653f A Novel Monte Carlo Algorithm for the Prediction of the Exact Topological Characteristics of Low Density Polyethylene

Dimitris Meimaroglou1, Prokopis Pladis2, Apostolos Baltsas2, and Costas Kiparissides1. (1) Department of Chemical Engineering, Aristotle University of Thessaloniki & Chemical Process Engineering Research Institute, P.O. Box 472, Thessaloniki, 54124, Greece, (2) Chemical Process Engineering Research Institute, P.O. Box 60361, Thessaloniki, 57001, Greece

A well-known approach for the calculation of the distributed molecular properties of polymers (e.g., MWD, LCBD, CCD, etc.), is the use of bivariate population balance equations (PBEs), (Kiparissides, 2006). In principle, based on the polymerization kinetic mechanism, one can derive dynamic PBEs to describe the time evolution of the “live” and “dead” polymer chains in a polymerization reactor. The resulting PBEs can be solved numerically using well-established numerical methods (i.e., 2-D fixed pivot, orthogonal collocation on finite elements, etc.). A major limitation in the application of these methods is the fact that they are extremely complex mathematically and they cannot be extended to more than two dimensions (i.e., they cannot be applied to trivariate or multi-dimensional problems).

To deal with the above limitation, a novel Monte Carlo (MC) algorithm was developed. The proposed algorithm can be used for the accurate prediction of the complete topological characteristics of the polyethylene polymer chains produced in high pressure tubular and autoclave LDPE polymerization reactors. Via the MC algorithm, it is possible to predict the exact size and position of every single chain branch (either short- or long-) that is attached to a given polymer chain in the polymerization mixture, thus leading to the calculation of the complete topological structure of the polymer chains. Furthermore, no prior information on the distributional form of the “live” or “dead” polymer chains is required, neither any other kind of simplifying kinetic assumptions. The algorithm considers the evolution of both “live” and “dead” polymer chain populations and proceeds in complete conjunction with the polymerization kinetic mechanism.

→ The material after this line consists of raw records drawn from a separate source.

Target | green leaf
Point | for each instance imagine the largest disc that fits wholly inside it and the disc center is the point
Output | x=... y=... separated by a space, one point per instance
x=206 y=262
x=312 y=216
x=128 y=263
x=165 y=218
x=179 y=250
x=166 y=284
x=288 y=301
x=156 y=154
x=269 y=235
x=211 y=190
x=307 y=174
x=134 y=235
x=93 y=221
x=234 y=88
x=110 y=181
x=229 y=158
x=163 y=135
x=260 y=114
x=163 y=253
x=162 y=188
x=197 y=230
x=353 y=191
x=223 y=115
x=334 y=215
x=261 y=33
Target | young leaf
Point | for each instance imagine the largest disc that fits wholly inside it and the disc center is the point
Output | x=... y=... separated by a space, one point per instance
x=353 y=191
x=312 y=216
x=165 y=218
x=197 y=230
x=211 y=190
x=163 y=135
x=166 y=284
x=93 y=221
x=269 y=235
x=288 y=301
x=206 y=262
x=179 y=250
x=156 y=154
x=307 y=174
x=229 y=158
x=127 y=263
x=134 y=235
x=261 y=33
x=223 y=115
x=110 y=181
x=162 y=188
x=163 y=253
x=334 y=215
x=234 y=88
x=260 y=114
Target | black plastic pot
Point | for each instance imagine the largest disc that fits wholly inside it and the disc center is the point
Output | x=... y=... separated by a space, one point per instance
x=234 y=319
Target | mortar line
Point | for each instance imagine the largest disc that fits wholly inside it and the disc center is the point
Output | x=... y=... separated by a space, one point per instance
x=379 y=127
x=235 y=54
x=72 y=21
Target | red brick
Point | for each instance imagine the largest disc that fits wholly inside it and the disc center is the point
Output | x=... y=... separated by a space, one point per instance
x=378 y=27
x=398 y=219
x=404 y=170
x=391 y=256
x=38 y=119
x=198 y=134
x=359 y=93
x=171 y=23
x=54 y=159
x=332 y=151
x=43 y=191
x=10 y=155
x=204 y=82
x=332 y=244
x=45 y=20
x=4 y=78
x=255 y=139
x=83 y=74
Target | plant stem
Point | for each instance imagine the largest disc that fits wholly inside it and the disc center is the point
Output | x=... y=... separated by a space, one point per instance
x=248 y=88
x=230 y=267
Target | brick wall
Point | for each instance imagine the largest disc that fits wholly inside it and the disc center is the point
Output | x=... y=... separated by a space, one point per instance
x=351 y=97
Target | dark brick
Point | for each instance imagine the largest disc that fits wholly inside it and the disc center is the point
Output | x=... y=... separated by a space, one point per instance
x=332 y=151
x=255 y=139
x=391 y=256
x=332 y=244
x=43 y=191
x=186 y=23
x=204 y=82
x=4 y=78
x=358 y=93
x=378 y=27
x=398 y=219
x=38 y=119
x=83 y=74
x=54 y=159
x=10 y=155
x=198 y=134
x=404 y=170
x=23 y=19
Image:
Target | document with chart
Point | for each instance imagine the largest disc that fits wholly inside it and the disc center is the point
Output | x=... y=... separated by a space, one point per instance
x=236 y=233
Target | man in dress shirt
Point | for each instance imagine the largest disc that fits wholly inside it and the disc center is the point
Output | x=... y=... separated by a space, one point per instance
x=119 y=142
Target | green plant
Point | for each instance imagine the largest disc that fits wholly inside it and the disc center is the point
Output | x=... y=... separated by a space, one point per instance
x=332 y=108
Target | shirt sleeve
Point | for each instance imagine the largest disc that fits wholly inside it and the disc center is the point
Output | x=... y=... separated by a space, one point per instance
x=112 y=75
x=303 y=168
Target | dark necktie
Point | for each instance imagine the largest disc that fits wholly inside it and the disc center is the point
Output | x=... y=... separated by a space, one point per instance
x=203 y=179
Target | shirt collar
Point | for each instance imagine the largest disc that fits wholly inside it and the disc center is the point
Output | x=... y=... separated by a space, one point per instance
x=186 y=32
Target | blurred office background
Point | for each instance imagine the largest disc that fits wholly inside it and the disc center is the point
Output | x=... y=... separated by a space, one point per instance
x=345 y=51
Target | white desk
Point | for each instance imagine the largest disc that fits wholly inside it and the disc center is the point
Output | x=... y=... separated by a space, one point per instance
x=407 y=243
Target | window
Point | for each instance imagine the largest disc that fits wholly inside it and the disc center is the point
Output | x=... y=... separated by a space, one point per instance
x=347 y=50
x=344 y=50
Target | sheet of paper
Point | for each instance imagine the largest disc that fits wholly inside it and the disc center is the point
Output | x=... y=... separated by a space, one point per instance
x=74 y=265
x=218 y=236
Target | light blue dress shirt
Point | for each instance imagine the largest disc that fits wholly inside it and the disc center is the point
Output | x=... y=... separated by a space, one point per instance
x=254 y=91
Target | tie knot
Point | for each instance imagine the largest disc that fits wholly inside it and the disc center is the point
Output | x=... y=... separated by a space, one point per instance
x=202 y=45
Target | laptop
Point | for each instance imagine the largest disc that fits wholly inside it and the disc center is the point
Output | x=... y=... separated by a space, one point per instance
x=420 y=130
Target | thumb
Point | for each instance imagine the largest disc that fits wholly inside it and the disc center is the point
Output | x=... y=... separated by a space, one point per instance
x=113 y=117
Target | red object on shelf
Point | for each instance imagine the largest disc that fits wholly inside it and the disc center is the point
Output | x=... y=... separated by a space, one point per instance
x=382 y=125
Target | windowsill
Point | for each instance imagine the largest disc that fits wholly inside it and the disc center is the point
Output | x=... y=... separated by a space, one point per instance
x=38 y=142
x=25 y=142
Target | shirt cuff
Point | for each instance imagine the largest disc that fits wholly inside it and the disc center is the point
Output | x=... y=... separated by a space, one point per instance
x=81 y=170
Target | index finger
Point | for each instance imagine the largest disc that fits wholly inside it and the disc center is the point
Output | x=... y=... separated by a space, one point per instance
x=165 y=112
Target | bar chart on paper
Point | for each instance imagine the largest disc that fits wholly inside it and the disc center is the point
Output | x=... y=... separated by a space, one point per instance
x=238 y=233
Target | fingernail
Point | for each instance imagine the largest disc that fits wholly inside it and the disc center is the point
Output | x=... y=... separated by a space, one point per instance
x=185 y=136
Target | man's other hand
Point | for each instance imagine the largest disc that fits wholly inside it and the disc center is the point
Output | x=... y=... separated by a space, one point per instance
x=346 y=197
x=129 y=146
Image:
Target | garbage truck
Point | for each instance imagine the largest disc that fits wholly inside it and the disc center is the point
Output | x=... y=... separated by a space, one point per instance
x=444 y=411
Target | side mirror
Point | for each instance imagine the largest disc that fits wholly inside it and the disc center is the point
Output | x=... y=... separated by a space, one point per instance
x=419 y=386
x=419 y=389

The basic principles governing the proposed stochastic formulation are based on the original developments of Gillespie (1977). According to the above formulation, the desired molecular properties of the polymer chains are inferred by tracking the relevant changes occurring in a sample population, containing the different molecular species (Meimaroglou et al., 2007 and 2008). The net formation rates of all the chemical reactions in the reacting system are dictated by known reaction probabilities and are directly related to the polymerization kinetic mechanism.

The proposed MC algorithm was successfully applied to the free radical polymerization of LDPE, for the prediction of a series of distributed and topological properties of the polymer chains. The validity of the mathematical model was initially verified through a direct comparison of MC predictions with available experimental measurements on the molecular weight distribution (MWD). Moreover, the MC calculated average molecular properties (i.e., Mn, Mw, etc.) were directly compared with theoretical predictions from the application of the well-established method of moments (Kiparissides et al., 2005) in order to further verify the predictive capabilities of the method.

Via the MC calculations, a number of distributed topological properties can be obtained. These properties are directly related to the number (MW-LCBD, SCBs and LCBs per molecule, SCBs and LCBs per 1000C distribution), size (SCB and LCB length distribution) and order (branching order distribution) of the polymer chain branches. Additionally, the shape of the produced polymer chains can be inferred through the dynamic prediction of the seniority-priority distributions and the mean radius of gyration. The latter can lead to a straightforward calculation of the branching index of the polymer chains, g. Finally, all the information obtained by the MC algorithm can be further employed for the prediction of the viscoelastic properties of the polymer melts.

References

Gillespie D.T.J., Phys. Chem. 1977, 81, 2340.

Kiparissides C., J. Process Contr. 2006, 16, 205.

Kiparissides C., Baltsas A., Papadopoulos S., Congalidis J.P., Richards J.R., Kelly M.B. and Ye Y., Ind. Eng. Chem. Res. 2005, 44, 2592.

Meimaroglou D. and Kiparissides C., to be submitted to J. Polym. Sci. Polym. Phys. Ed. 2008

Meimaroglou D., Krallis A., Saliakas V. and Kiparissides C, Macromolecules 2007, 40, 2224.